Deep Graph Networks - Amazon SageMaker

Deep Graph Networks

Deep graph networks refer to a type of neural network that is trained to solve graph problems. A deep graph network uses an underlying deep learning framework like PyTorch or MXNet. The potential for graph networks in practical AI applications is highlighted in the Amazon SageMaker tutorials for Deep Graph Library (DGL). Examples for training models on graph datasets include social networks, knowledge bases, biology, and chemistry.

The Deep Graph Library (DGL) ecosystem.

Figure 1. The DGL ecosystem

Several examples are provided using Amazon SageMaker’s deep learning containers that are preconfigured with DGL. If you have special modules you want to use with DGL, you can also build your own container. The examples involve heterographs, which are graphs that have multiple types of nodes and edges, and draw on a variety of applications across disparate scientific fields, such as bioinformatics and social network analysis. DGL provides a wide array of graph neural network implementations for different types models. Some of the highlights include:

  • Graph convolutional network (GCN)

  • Relational graph convolutional network (R-GCN)

  • Graph attention network (GAT)

  • Deep generative models of graphs (DGMG)

  • Junction tree neural network (JTNN)

To train a deep graph network
  1. From the JupyterLab view in Amazon SageMaker, browse the example notebooks and look for DGL folders. Several files may be included to support an example. Examine the README for any prerequisites.

  2. Run the .ipynb notebook example. 

  3. Find the estimator function, and note the line where it is using an Amazon ECR container for DGL and a specific instance type. You may want to update this to use a container in your preferred Region.

  4. Run the function to launch the instance and use the DGL container for training a graph network. Charges are incurred for launching this instance. The instance self-terminates when the training is complete.

An example of knowledge graph embedding (KGE) is provided. It uses the Freebase dataset, a knowledge base of general facts. An example use case would be to graph the relationships of persons and predict their nationality. 

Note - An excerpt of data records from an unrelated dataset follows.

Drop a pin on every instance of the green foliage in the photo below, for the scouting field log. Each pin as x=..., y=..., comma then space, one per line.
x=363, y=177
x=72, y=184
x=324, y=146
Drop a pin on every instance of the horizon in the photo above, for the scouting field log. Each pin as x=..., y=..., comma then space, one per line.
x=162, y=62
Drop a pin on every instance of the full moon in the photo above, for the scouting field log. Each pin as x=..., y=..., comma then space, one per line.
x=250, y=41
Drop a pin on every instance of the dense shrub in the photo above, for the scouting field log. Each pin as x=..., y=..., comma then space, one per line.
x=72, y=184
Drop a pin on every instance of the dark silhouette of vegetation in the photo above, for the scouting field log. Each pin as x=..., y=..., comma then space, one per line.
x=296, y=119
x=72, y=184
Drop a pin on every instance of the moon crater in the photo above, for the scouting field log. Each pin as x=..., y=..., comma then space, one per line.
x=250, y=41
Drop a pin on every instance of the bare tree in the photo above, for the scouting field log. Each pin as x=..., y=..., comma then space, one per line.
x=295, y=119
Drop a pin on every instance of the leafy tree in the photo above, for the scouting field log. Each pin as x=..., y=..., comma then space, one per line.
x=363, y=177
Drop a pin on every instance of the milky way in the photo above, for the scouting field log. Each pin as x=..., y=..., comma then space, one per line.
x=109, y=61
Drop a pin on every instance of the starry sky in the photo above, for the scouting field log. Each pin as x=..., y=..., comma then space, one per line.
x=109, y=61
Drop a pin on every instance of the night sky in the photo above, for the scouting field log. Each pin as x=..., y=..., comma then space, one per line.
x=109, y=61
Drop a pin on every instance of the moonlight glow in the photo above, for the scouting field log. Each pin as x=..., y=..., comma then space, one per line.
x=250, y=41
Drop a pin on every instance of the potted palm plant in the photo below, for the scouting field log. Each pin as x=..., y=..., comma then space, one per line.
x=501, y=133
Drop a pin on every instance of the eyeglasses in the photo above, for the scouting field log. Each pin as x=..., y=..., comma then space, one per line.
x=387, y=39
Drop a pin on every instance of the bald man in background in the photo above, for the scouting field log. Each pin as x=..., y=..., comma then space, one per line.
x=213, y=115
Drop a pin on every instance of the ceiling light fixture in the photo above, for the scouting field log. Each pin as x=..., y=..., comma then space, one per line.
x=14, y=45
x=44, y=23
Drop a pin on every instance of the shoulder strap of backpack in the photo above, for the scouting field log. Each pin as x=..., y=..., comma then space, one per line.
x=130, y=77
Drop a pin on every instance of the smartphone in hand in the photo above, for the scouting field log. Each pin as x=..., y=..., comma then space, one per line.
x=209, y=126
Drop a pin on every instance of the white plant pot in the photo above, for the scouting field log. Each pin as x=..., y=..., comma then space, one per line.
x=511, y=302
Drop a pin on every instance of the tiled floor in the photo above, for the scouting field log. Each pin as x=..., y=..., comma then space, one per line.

An example implementation of a graph convolutional network (GCN) shows how you can train a graph network to predict toxicity. A physiology dataset, Tox21, provides toxicity measurements for how substances affect biological responses. 

Another GCN example shows you how to train a graph network on a scientific publications bibliography dataset, known as Cora. You can use it to find relationships between authors, topics, and conferences.

The last example is a recommender system for movie reviews. It uses a graph convolutional matrix completion (GCMC) network trained on the MovieLens datasets. These datasets consist of movie titles, genres, and ratings by users.